Documents with more recent LAST_MODIFIED_TIMESTAMP values, relative to the now timestamp, are boosted

Documents with a LAST_MODIFIED_TIMESTAMP value greater than 240 hours from the now timestamp receive little boosting

resp = business_documents_css.search(
    query="technology",
    columns=["DOCUMENT_CONTENTS", "LAST_MODIFIED_TIMESTAMP"],
    scoring_config={
        "functions": {
            "time_decays": [
                {"column": "LAST_MODIFIED_TIMESTAMP", "weight": 1, "limit_hours": 240, "now": "2024-04-23T00:00:00.000-08:00"}
            ]
        }
    }
)

Copy

curl --location https://<ACCOUNT_URL>/api/v2/databases/<DB_NAME>/schemas/<SCHEMA_NAME>/cortex-search-services/<SERVICE_NAME>:query \
--header 'Content-Type: application/json' \
--header 'Accept: application/json' \
--header "Authorization: Bearer $PAT" \
--data '{
  "query": "technology",
  "columns": ["DOCUMENT_CONTENTS", "LAST_MODIFIED_TIMESTAMP"],
  "scoring_config": {
    "functions": {
      "time_decays": [
        {"column": "LAST_MODIFIED_TIMESTAMP", "weight": 1, "limit_hours": 240, "now": "2024-04-23T00:00:00.000-08:00"}
      ]
    }
  }
}'

Copy

SELECT PARSE_JSON(
  SNOWFLAKE.CORTEX.SEARCH_PREVIEW(
      'business_documents_css',
      '{
         "query": "technology",
         "columns": ["DOCUMENT_CONTENTS", "LAST_MODIFIED_TIMESTAMP"],
         "scoring_config": {
           "functions": {
             "time_decays": [
               {"column": "LAST_MODIFIED_TIMESTAMP", "weight": 1, "limit_hours": 240, "now": "2024-04-23T00:00:00.000-08:00"}
             ]
           }
         }
      }'
  )
)['results'] as results;

Copy

In the results, note:

With the decays, the “Product roadmap 2024:…” document is the top result because of its recency to the now timestamp, even though it has slightly lower relevance to the query “technology”

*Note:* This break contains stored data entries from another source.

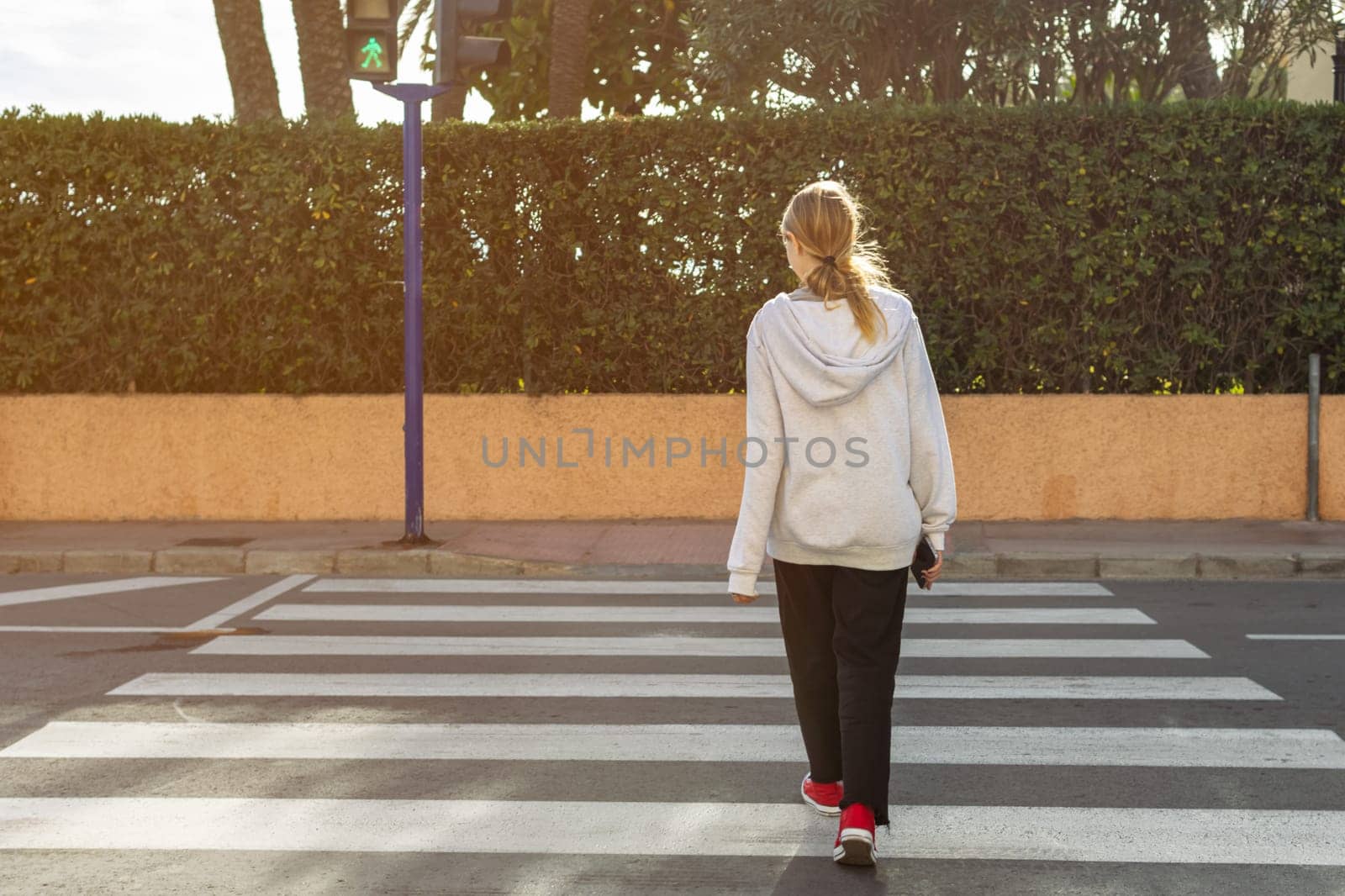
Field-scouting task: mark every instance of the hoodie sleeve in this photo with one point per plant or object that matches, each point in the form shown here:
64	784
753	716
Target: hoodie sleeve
931	458
764	421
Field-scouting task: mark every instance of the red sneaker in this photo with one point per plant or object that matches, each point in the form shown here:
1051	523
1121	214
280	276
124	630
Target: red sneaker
825	798
856	842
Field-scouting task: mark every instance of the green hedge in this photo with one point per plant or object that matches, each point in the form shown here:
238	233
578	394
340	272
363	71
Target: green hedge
1195	248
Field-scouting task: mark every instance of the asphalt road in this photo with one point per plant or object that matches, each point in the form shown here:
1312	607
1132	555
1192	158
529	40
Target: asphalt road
326	735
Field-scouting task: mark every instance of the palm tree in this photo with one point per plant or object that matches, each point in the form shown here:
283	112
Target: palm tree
248	61
322	58
569	54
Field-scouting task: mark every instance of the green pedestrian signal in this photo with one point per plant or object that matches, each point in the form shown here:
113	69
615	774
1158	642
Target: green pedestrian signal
372	40
373	54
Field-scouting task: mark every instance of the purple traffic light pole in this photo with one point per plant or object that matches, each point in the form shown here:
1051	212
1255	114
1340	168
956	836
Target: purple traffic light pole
414	329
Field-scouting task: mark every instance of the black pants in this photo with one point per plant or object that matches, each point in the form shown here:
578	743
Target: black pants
842	635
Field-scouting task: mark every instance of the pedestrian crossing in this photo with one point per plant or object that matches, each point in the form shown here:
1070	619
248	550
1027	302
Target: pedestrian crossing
638	640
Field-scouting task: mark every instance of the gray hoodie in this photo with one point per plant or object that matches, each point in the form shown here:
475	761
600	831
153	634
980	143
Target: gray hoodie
847	456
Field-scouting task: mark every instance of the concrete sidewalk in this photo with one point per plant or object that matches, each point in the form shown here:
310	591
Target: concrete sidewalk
659	548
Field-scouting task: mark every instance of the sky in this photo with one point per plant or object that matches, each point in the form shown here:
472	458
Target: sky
161	57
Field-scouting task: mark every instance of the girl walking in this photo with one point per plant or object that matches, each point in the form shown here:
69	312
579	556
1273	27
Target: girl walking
854	470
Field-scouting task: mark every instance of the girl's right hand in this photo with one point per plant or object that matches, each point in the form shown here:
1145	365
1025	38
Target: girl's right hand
934	571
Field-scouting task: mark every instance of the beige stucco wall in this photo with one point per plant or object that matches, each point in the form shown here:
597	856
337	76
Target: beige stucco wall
150	456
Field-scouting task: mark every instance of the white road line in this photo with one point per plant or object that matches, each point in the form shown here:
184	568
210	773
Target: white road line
938	744
686	615
674	587
91	588
101	629
681	685
240	607
679	646
1036	833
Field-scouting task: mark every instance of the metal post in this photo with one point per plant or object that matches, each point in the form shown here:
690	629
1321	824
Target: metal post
1338	67
1315	417
414	335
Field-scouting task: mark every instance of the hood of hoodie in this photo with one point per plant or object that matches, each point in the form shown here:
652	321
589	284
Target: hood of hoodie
817	361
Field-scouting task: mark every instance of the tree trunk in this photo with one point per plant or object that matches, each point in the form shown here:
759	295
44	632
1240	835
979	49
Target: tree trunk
322	58
248	61
569	55
1199	76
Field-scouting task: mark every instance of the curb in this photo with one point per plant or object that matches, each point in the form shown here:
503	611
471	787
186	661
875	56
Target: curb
423	561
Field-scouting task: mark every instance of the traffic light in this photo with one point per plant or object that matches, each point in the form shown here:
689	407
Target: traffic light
457	50
372	40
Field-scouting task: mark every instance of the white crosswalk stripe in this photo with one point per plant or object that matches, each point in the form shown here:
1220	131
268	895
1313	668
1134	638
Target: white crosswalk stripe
973	746
530	685
689	615
638	587
679	646
239	672
1042	833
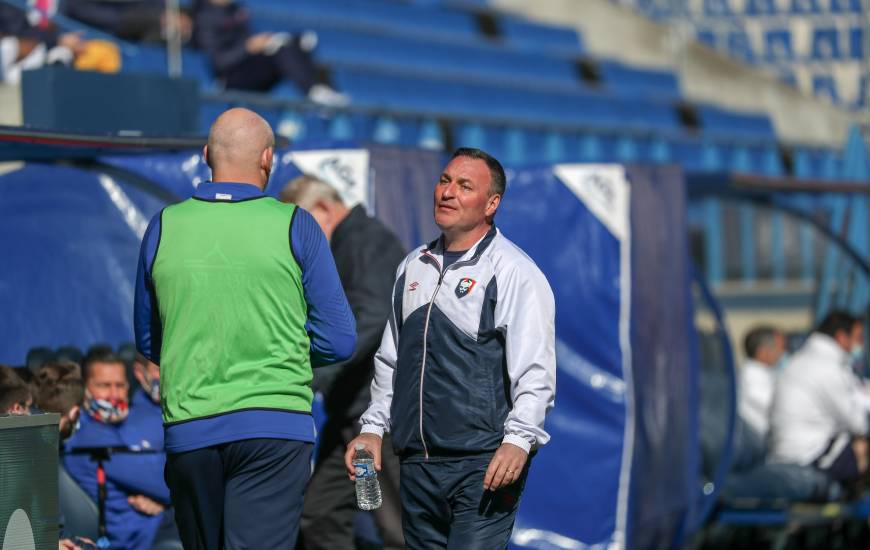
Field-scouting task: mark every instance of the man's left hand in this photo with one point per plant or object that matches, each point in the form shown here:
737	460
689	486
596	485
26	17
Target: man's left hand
145	505
505	467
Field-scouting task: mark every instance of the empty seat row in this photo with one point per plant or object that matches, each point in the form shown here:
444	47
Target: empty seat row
773	7
517	145
392	16
460	99
779	44
714	121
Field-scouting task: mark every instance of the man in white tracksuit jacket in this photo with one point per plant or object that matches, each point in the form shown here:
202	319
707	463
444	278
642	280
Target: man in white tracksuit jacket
819	415
466	371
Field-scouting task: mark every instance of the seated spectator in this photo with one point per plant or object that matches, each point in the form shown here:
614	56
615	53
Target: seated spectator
764	347
817	416
58	388
14	394
135	20
26	46
136	493
257	62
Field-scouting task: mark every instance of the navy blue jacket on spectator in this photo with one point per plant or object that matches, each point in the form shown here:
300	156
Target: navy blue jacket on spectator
221	31
131	20
127	474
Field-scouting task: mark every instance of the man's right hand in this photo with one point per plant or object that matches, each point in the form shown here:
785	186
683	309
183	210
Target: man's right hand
257	43
372	444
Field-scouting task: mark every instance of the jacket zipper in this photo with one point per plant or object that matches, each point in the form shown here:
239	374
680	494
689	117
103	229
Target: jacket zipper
425	346
441	273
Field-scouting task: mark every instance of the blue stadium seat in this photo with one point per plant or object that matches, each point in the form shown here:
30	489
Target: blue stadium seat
846	6
372	14
431	135
660	151
634	81
863	98
856	43
778	44
153	60
468	61
286	90
591	148
460	99
740	47
628	149
805	6
208	112
555	147
146	59
802	163
707	37
741	160
768	161
826	43
824	85
689	155
761	7
719	122
717	7
656	9
535	36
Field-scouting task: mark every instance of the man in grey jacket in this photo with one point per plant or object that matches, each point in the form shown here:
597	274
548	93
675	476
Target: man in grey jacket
366	256
466	371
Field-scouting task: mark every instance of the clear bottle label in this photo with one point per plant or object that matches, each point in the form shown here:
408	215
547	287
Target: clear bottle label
364	470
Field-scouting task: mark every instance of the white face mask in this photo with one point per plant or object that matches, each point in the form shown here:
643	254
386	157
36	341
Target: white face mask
857	355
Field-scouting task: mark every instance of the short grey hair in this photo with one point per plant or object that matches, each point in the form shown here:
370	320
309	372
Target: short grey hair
306	190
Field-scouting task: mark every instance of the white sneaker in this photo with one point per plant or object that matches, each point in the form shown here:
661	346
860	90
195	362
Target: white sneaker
326	96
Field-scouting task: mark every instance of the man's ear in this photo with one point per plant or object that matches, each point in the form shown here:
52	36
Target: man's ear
492	205
140	376
266	160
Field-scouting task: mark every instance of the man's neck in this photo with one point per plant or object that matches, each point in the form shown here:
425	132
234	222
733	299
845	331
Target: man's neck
466	239
341	214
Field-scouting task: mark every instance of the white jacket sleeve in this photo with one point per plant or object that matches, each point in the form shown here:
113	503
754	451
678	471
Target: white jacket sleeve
376	419
526	313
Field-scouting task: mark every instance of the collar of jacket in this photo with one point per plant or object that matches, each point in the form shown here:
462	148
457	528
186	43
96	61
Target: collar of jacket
436	248
349	225
227	191
824	345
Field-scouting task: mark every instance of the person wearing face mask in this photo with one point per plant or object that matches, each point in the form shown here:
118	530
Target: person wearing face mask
765	350
145	401
136	494
58	388
14	394
366	255
818	417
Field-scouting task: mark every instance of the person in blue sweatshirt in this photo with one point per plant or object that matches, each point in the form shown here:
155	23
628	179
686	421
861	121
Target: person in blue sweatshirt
136	492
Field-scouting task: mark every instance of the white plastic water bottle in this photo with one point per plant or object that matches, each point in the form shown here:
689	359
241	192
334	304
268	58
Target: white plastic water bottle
368	490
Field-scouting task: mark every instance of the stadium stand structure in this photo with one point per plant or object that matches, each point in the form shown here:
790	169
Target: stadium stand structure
817	45
440	75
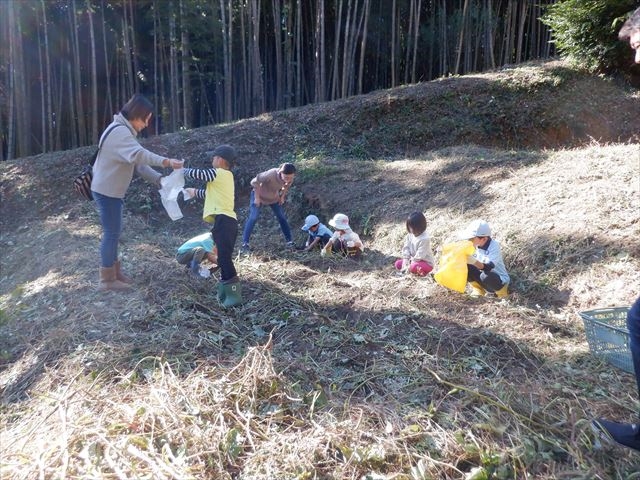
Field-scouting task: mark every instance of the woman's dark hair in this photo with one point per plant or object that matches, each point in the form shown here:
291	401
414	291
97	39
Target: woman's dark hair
288	168
631	25
416	223
137	108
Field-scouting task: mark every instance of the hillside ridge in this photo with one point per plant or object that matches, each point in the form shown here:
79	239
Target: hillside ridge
336	368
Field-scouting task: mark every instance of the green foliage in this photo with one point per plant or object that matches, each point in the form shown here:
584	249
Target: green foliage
586	31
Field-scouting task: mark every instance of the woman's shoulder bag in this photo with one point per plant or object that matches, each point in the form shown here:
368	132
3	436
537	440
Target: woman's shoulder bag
82	183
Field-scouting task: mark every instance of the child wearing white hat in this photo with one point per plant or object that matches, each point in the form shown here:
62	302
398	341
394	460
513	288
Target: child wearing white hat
417	257
319	233
486	271
344	240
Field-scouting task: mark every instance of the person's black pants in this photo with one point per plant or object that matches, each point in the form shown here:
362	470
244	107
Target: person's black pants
633	325
225	232
491	281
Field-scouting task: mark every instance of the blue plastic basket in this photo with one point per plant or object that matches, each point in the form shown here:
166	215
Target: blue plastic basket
607	335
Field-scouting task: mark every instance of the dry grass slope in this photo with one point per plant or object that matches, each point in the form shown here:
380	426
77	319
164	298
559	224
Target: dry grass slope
337	369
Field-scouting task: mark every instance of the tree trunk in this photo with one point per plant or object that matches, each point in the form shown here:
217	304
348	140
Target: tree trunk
174	82
465	9
393	44
363	45
107	66
336	52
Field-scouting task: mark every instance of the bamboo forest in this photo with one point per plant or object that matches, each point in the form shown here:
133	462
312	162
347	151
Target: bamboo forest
67	66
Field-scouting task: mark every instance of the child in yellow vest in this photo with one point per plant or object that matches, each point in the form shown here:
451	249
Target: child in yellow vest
218	209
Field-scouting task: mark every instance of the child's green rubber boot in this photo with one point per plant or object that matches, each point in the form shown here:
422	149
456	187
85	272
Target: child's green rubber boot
477	290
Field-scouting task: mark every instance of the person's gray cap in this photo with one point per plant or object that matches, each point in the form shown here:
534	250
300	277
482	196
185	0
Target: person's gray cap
225	151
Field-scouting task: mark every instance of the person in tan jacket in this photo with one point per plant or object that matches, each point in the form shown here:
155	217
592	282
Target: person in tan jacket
120	156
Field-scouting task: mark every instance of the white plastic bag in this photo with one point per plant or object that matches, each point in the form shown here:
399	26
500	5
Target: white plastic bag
172	185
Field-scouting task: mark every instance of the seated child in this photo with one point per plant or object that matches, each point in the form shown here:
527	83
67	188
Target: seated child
344	240
486	271
417	256
192	252
319	234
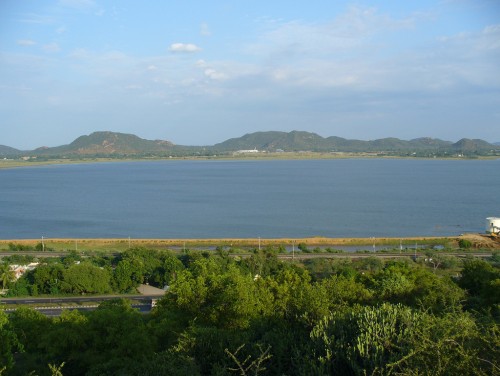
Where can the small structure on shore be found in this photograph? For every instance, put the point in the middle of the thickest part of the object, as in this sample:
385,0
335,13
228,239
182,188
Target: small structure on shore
493,225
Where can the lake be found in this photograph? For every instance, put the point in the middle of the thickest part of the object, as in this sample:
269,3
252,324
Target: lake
249,199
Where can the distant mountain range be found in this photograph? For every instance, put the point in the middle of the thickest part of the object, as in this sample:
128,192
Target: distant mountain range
121,144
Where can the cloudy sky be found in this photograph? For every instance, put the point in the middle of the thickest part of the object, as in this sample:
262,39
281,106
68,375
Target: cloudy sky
200,72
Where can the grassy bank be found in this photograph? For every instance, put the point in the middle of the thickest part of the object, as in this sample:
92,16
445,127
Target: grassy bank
123,244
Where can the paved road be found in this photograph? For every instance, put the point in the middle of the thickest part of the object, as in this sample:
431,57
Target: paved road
75,299
141,302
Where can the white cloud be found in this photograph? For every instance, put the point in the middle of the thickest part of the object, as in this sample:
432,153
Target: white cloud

Without any decays, the top result for the query is “IT manual for employees:…”

Disabling reranking¶

To disable reranking:

resp = business_documents_css.search(
    query="technology",
    columns=["DOCUMENT_CONTENTS", "LAST_MODIFIED_TIMESTAMP"],
    limit=5,
    scoring_config={
        "reranker": "none"
    }
)

Copy

curl --location https://<ACCOUNT_URL>/api/v2/databases/<DB_NAME>/schemas/<SCHEMA_NAME>/cortex-search-services/<SERVICE_NAME>:query \
--header 'Content-Type: application/json' \
--header 'Accept: application/json' \
--header "Authorization: Bearer $PAT" \
--data '{
  "query": "technology",
  "columns": ["DOCUMENT_CONTENTS", "LAST_MODIFIED_TIMESTAMP"],
  "scoring_config": {
    "reranker": "none"
  }
}'

Copy

SELECT PARSE_JSON(
  SNOWFLAKE.CORTEX.SEARCH_PREVIEW(
      'business_documents_css',
      '{
         "query": "technology",
         "columns": ["DOCUMENT_CONTENTS", "LAST_MODIFIED_TIMESTAMP"],
         "scoring_config": {
           "reranker": "none"
         }
      }'
  )
)['results'] as results;

Copy

Tip

To query a service with the reranker, omit the "reranker": "none" parameter from the scoring_config object, as reranking is the default behavior.